I am trying to do a bunch of things that tend to take up memory. Basically I am passing various images to a feature extractor and then passing those encodings to 3 LSTMs for inference. I pass the feature extractors and the 3 LSTMs to cuda before calling the function that takes as input the images and the models.
I apply gc.collect() and torch.cuda.emtpy_cache() at the end of every forward pass. But I still notice that the GPU memory occupied seems to be increasing. At first few images it is at 3.5 GB and remains there and then after some more iterations it is at 6.7GB and it keeps increasing even though the number of images is low. I even put a try except statement to catch the out of memory error and carry on, but it still doesnt clear the GPU memory…
del(gpu_tensor) also does not help, neither does gpu_tensor.cpu()

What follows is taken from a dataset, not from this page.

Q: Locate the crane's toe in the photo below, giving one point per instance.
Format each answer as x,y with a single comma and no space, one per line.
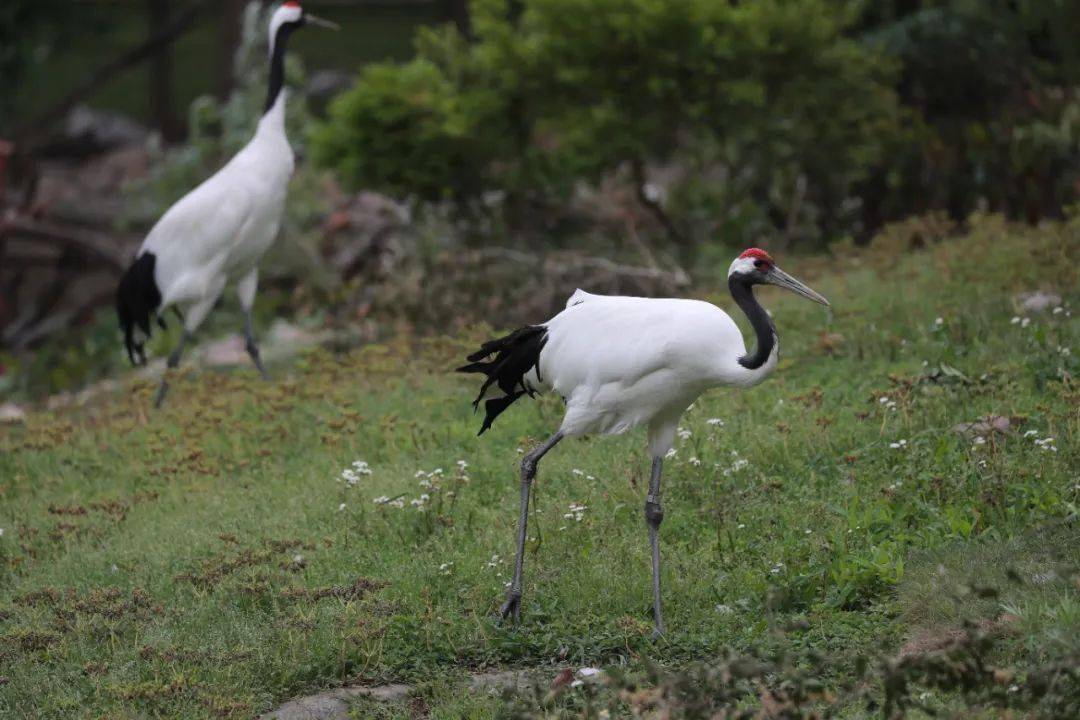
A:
512,608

I try to run the LSTMs in a different GPU by passing it and the tensor to another gpu index but I get a cublas runtime error:library not initialised. Deleting ~/.nv folder during and before runtime did not help.
The code is difficult to understand with abbreviated var names and commented code. But in general, you should use Variable(tensor, volatile=True) when testing. Upon seeing volatile inputs, backward graph won’t be constructed. So it will save a lot of memory. Also, it is worth noting that torch.cuda.empty_cache() is never solution to OOM. It doesn’t increase the amount of free memory you can use.